- Blind mode tutorial
lichess.org
Donate

Was Alphazero beating Stockfish BS?

Both stockfish and leela chess zero are now nearly 100 elo stronger than alphazero.

Alphazero was 20 block network. Leela chess zero uses 30 block network. Best 30 block networks are 100 elo stronger than best 20 block network.

Stockfish uses NNUE eval now. It is a neural network for CPU. Latest stockfish would be 200 elo stronger than stockfish which played alphazero. 300 elo if you take sf8.

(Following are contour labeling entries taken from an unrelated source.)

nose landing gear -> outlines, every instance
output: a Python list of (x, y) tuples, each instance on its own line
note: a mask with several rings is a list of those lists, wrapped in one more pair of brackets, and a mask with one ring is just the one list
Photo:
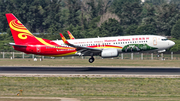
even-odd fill
[(93, 56), (91, 56), (91, 58), (89, 58), (89, 63), (93, 63), (94, 62), (94, 57)]

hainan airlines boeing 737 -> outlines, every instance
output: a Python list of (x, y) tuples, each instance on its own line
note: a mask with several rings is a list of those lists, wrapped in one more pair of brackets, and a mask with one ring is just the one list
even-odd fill
[(175, 43), (157, 35), (134, 35), (101, 38), (84, 38), (66, 40), (60, 34), (62, 40), (47, 40), (35, 37), (28, 29), (11, 13), (6, 14), (15, 43), (9, 43), (17, 51), (27, 54), (43, 56), (91, 56), (89, 62), (94, 62), (93, 56), (102, 58), (117, 57), (119, 53), (164, 51)]

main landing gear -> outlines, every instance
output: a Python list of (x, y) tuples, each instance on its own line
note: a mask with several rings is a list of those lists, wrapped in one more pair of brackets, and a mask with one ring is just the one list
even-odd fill
[(93, 56), (91, 56), (91, 58), (89, 58), (89, 63), (93, 63), (94, 62), (94, 57)]

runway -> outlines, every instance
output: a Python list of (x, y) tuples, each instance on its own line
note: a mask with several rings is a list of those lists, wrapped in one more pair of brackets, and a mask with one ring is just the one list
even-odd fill
[(178, 75), (171, 67), (0, 67), (1, 74)]

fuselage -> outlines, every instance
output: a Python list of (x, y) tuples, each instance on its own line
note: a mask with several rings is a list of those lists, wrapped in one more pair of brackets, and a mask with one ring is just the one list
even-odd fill
[[(157, 35), (134, 35), (101, 38), (84, 38), (68, 40), (71, 44), (98, 48), (117, 49), (118, 53), (159, 51), (172, 47), (175, 43)], [(79, 55), (74, 47), (70, 47), (62, 40), (53, 40), (56, 45), (28, 45), (27, 47), (14, 47), (15, 50), (29, 54), (45, 56), (72, 56)], [(97, 54), (98, 55), (98, 54)]]

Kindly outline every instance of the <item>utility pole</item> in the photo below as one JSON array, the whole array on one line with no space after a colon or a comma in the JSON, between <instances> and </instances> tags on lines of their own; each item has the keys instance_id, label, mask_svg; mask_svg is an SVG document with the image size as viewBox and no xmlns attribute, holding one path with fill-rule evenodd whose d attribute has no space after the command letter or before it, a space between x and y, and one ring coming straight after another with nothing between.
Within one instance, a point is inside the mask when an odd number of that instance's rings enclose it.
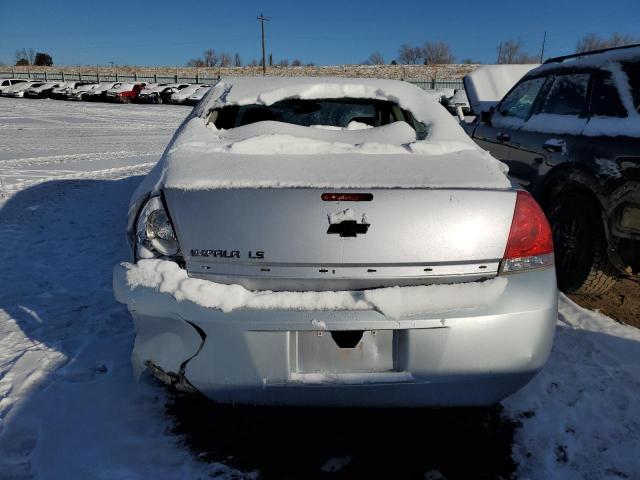
<instances>
[{"instance_id":1,"label":"utility pole","mask_svg":"<svg viewBox=\"0 0 640 480\"><path fill-rule=\"evenodd\" d=\"M260 12L260 16L258 17L258 20L260 20L260 29L262 30L262 75L266 75L267 62L266 62L265 50L264 50L264 22L268 22L269 19L265 18L265 16L262 15L262 12Z\"/></svg>"}]
</instances>

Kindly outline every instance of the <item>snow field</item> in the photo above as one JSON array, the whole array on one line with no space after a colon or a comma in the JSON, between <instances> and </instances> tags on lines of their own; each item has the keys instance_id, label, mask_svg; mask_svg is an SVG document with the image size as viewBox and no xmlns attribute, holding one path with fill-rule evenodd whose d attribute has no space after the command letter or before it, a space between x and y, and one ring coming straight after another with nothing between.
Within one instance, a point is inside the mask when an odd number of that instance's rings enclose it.
<instances>
[{"instance_id":1,"label":"snow field","mask_svg":"<svg viewBox=\"0 0 640 480\"><path fill-rule=\"evenodd\" d=\"M255 477L170 433L111 289L129 199L188 112L0 98L0 479ZM559 313L548 365L503 402L518 475L638 479L640 331Z\"/></svg>"}]
</instances>

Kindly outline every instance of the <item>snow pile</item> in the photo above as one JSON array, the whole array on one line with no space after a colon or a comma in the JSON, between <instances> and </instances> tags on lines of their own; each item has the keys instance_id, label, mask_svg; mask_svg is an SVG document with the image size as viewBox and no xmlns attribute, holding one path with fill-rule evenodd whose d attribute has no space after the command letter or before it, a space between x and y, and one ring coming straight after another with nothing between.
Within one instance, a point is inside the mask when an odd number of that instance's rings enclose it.
<instances>
[{"instance_id":1,"label":"snow pile","mask_svg":"<svg viewBox=\"0 0 640 480\"><path fill-rule=\"evenodd\" d=\"M519 477L638 478L640 330L559 300L549 363L502 403Z\"/></svg>"},{"instance_id":2,"label":"snow pile","mask_svg":"<svg viewBox=\"0 0 640 480\"><path fill-rule=\"evenodd\" d=\"M507 279L497 277L482 283L459 283L416 287L391 287L341 292L250 291L241 285L225 285L190 278L176 263L140 260L123 263L127 283L168 293L178 301L188 300L223 312L260 310L376 310L391 319L419 313L489 307L502 295Z\"/></svg>"},{"instance_id":3,"label":"snow pile","mask_svg":"<svg viewBox=\"0 0 640 480\"><path fill-rule=\"evenodd\" d=\"M324 385L337 383L346 385L364 385L367 383L414 382L409 372L363 372L363 373L297 373L291 372L289 379L294 382Z\"/></svg>"}]
</instances>

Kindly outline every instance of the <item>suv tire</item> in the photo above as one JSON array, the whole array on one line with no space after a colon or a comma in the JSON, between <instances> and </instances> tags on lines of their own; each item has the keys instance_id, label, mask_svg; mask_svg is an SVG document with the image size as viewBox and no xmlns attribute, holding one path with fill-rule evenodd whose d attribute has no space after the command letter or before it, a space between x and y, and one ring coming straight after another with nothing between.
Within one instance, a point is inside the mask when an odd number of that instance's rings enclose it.
<instances>
[{"instance_id":1,"label":"suv tire","mask_svg":"<svg viewBox=\"0 0 640 480\"><path fill-rule=\"evenodd\" d=\"M599 205L583 193L556 197L548 209L558 287L565 293L602 295L616 283L607 256Z\"/></svg>"}]
</instances>

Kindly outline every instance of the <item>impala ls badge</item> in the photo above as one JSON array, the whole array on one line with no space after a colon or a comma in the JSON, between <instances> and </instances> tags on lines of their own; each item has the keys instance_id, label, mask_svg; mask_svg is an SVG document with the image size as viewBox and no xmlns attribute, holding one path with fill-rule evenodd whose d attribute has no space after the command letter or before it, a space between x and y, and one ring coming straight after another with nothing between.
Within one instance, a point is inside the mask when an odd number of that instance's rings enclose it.
<instances>
[{"instance_id":1,"label":"impala ls badge","mask_svg":"<svg viewBox=\"0 0 640 480\"><path fill-rule=\"evenodd\" d=\"M341 237L357 237L358 234L364 235L369 230L367 223L367 215L363 214L362 219L358 222L356 213L347 208L340 212L327 215L329 220L328 234L338 234Z\"/></svg>"}]
</instances>

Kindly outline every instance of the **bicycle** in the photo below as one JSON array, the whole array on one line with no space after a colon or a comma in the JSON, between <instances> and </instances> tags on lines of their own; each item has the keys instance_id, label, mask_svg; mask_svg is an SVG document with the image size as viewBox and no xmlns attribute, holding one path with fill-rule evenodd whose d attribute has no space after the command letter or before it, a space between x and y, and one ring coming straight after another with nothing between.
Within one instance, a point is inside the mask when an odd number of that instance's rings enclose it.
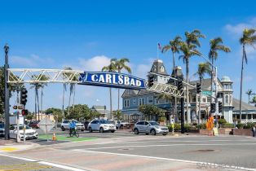
<instances>
[{"instance_id":1,"label":"bicycle","mask_svg":"<svg viewBox=\"0 0 256 171\"><path fill-rule=\"evenodd\" d=\"M69 132L69 136L70 137L73 137L73 136L76 136L77 138L79 137L79 133L77 132L77 129L73 129L70 132Z\"/></svg>"}]
</instances>

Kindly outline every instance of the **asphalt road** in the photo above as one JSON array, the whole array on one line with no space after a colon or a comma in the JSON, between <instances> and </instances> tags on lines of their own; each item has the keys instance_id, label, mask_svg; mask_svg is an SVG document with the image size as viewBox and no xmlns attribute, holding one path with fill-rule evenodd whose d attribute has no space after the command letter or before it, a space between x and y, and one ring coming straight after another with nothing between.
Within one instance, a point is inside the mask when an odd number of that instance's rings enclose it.
<instances>
[{"instance_id":1,"label":"asphalt road","mask_svg":"<svg viewBox=\"0 0 256 171\"><path fill-rule=\"evenodd\" d=\"M122 130L93 133L90 134L99 138L41 146L13 154L85 170L256 170L256 139L253 138L129 134Z\"/></svg>"}]
</instances>

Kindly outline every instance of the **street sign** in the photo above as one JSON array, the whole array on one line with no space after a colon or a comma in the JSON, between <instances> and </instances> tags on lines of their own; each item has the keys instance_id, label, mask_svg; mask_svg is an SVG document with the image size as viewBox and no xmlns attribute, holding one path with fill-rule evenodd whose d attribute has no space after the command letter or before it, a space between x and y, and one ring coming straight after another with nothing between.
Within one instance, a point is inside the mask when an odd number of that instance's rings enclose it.
<instances>
[{"instance_id":1,"label":"street sign","mask_svg":"<svg viewBox=\"0 0 256 171\"><path fill-rule=\"evenodd\" d=\"M44 133L47 134L55 126L55 124L46 116L38 123L38 125Z\"/></svg>"},{"instance_id":2,"label":"street sign","mask_svg":"<svg viewBox=\"0 0 256 171\"><path fill-rule=\"evenodd\" d=\"M118 72L85 72L80 74L79 81L78 84L96 86L135 90L146 89L144 79Z\"/></svg>"},{"instance_id":3,"label":"street sign","mask_svg":"<svg viewBox=\"0 0 256 171\"><path fill-rule=\"evenodd\" d=\"M209 96L212 95L212 92L211 91L201 91L201 94L205 94L205 95L209 95Z\"/></svg>"}]
</instances>

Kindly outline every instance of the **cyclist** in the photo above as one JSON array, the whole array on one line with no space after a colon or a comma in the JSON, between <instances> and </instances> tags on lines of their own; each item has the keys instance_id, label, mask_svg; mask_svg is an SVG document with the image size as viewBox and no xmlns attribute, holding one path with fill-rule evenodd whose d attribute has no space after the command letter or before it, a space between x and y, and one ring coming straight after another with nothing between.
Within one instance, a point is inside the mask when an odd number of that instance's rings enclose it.
<instances>
[{"instance_id":1,"label":"cyclist","mask_svg":"<svg viewBox=\"0 0 256 171\"><path fill-rule=\"evenodd\" d=\"M74 133L76 133L76 122L75 122L75 120L73 119L71 121L71 122L69 123L69 127L70 127L70 129L69 129L69 134L72 135L72 132L74 131Z\"/></svg>"}]
</instances>

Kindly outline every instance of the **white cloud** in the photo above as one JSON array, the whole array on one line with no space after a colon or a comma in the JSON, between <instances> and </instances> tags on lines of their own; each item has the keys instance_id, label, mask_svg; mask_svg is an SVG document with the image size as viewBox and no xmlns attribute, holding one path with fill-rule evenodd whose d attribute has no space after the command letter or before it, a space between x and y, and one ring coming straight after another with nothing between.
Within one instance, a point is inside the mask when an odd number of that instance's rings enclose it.
<instances>
[{"instance_id":1,"label":"white cloud","mask_svg":"<svg viewBox=\"0 0 256 171\"><path fill-rule=\"evenodd\" d=\"M227 24L227 25L225 25L224 28L227 31L228 33L235 35L235 36L241 36L245 28L255 28L255 27L256 27L256 17L254 17L245 23L239 23L234 25L231 24Z\"/></svg>"},{"instance_id":2,"label":"white cloud","mask_svg":"<svg viewBox=\"0 0 256 171\"><path fill-rule=\"evenodd\" d=\"M42 58L37 55L32 54L29 57L22 56L11 56L10 57L11 65L22 67L42 67L42 65L51 65L54 64L54 60L51 58Z\"/></svg>"}]
</instances>

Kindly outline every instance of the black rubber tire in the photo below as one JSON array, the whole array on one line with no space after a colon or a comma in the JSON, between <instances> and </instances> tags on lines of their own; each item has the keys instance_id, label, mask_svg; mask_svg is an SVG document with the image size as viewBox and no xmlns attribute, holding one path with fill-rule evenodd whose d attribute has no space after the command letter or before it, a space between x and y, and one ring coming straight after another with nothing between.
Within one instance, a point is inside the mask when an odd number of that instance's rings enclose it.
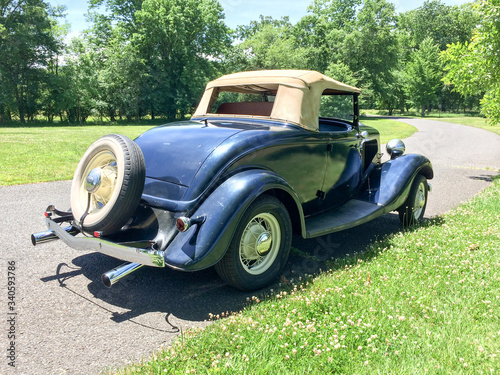
<instances>
[{"instance_id":1,"label":"black rubber tire","mask_svg":"<svg viewBox=\"0 0 500 375\"><path fill-rule=\"evenodd\" d=\"M269 223L266 224L266 220L263 220L264 224L256 224L256 220L261 217L267 218L272 223L271 227L274 227L274 230L266 227L269 225ZM261 265L246 267L243 262L248 260L244 260L244 256L240 254L243 251L240 250L240 246L242 246L240 244L243 242L242 236L246 229L250 232L250 228L258 227L270 230L275 238L271 236L271 250L264 256L259 255L259 259L262 260ZM252 235L254 234L252 233ZM262 195L243 214L231 244L224 257L215 265L215 270L222 280L237 289L261 289L271 284L282 271L290 254L291 243L292 223L285 206L272 196ZM259 267L264 268L262 272L258 269ZM258 270L255 271L255 269Z\"/></svg>"},{"instance_id":2,"label":"black rubber tire","mask_svg":"<svg viewBox=\"0 0 500 375\"><path fill-rule=\"evenodd\" d=\"M399 220L401 220L404 227L409 227L422 221L424 218L425 208L427 207L428 192L429 185L427 184L427 179L422 175L417 175L411 185L408 198L398 209ZM421 202L422 193L424 198L423 206ZM419 210L419 208L421 208L421 210Z\"/></svg>"},{"instance_id":3,"label":"black rubber tire","mask_svg":"<svg viewBox=\"0 0 500 375\"><path fill-rule=\"evenodd\" d=\"M144 156L140 147L124 135L109 134L94 142L80 160L71 185L71 210L77 223L87 209L89 192L85 183L93 168L105 177L92 194L95 208L85 217L83 229L111 234L123 227L137 209L146 176Z\"/></svg>"}]
</instances>

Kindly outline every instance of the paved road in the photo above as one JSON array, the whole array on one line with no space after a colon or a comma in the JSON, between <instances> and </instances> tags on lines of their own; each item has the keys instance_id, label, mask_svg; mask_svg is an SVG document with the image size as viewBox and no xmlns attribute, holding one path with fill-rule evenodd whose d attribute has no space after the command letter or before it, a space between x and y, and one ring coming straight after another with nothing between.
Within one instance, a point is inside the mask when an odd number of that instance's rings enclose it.
<instances>
[{"instance_id":1,"label":"paved road","mask_svg":"<svg viewBox=\"0 0 500 375\"><path fill-rule=\"evenodd\" d=\"M500 137L480 129L405 119L420 131L408 152L427 155L436 177L427 216L445 212L486 187L500 169ZM251 294L225 286L213 270L181 273L141 269L111 289L100 275L120 261L81 253L61 242L31 245L44 228L49 204L69 207L70 182L0 188L1 285L7 261L16 262L16 371L7 366L7 300L1 293L0 373L98 374L147 358L181 330L207 324L209 313L237 311ZM400 230L395 214L361 227L294 246L317 260L292 255L286 277L314 273L322 261L362 249L377 236ZM275 287L276 288L276 287Z\"/></svg>"}]
</instances>

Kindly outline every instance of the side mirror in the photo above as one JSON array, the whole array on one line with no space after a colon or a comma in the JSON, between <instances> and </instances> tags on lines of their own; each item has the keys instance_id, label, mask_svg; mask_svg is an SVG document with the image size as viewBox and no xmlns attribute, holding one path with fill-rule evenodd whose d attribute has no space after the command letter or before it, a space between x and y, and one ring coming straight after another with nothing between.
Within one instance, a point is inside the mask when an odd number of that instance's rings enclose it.
<instances>
[{"instance_id":1,"label":"side mirror","mask_svg":"<svg viewBox=\"0 0 500 375\"><path fill-rule=\"evenodd\" d=\"M401 139L391 139L385 146L387 153L391 155L391 159L403 155L406 151L406 146Z\"/></svg>"},{"instance_id":2,"label":"side mirror","mask_svg":"<svg viewBox=\"0 0 500 375\"><path fill-rule=\"evenodd\" d=\"M366 138L368 137L370 134L366 131L366 130L363 130L361 133L358 133L356 134L358 138Z\"/></svg>"}]
</instances>

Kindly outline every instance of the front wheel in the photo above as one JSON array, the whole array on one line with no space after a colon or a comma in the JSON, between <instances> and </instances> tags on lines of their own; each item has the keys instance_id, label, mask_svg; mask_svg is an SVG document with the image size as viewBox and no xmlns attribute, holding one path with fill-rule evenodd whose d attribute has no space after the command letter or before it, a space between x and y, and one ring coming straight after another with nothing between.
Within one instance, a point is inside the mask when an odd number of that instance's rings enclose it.
<instances>
[{"instance_id":1,"label":"front wheel","mask_svg":"<svg viewBox=\"0 0 500 375\"><path fill-rule=\"evenodd\" d=\"M428 192L427 179L422 175L417 175L413 180L406 202L398 210L399 219L403 226L409 227L422 221L427 206Z\"/></svg>"},{"instance_id":2,"label":"front wheel","mask_svg":"<svg viewBox=\"0 0 500 375\"><path fill-rule=\"evenodd\" d=\"M229 249L215 270L235 288L263 288L283 269L291 243L288 211L278 199L263 195L243 215Z\"/></svg>"}]
</instances>

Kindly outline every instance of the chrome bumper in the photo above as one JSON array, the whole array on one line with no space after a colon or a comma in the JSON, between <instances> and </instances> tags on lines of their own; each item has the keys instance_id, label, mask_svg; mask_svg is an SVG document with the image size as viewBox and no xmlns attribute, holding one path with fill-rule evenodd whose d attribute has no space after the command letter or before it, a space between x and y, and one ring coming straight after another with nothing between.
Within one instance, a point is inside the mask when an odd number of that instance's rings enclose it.
<instances>
[{"instance_id":1,"label":"chrome bumper","mask_svg":"<svg viewBox=\"0 0 500 375\"><path fill-rule=\"evenodd\" d=\"M73 234L75 232L68 232L67 229L61 227L50 217L45 220L49 231L52 231L55 236L75 250L97 251L127 262L151 267L165 267L163 251L120 245L95 237L75 237L75 234Z\"/></svg>"}]
</instances>

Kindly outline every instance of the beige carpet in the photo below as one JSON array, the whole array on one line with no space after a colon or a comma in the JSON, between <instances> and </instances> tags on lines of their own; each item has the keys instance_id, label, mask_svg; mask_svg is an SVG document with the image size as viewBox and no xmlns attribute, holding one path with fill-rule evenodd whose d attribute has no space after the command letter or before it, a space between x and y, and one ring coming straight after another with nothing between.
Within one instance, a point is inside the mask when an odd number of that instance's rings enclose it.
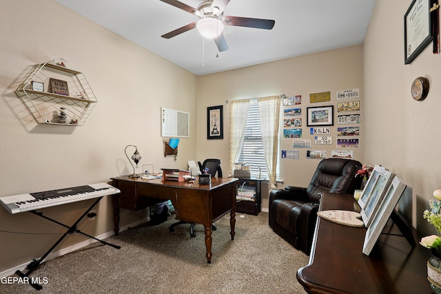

Both stockfish and leela chess zero are now nearly 100 elo stronger than alphazero. Alphazero was 20 block network. Leela chess zero uses 30 block network. Best 30 block networks are 100 elo stronger than best 20 block network. Stockfish uses NNUE eval now. It is a neural network for CPU. Latest stockfish would be 200 elo stronger than stockfish which played alphazero. 300 elo if you take sf8.

A good article (5 months old):

"Here are the results for Stockfish NNUE with the network by Sergio compared to AlphaZero.

We know that AlphaZero is +52 Elo to Stockfish 8 according to the papers released by Deepmind. +155-6=839 (SF8) +52 Elo.

We know Stockfish 11 is +166 Elo to Stockfish 8, with Stockfish 12 Dev being 30 Elo stronger at +196 Elo.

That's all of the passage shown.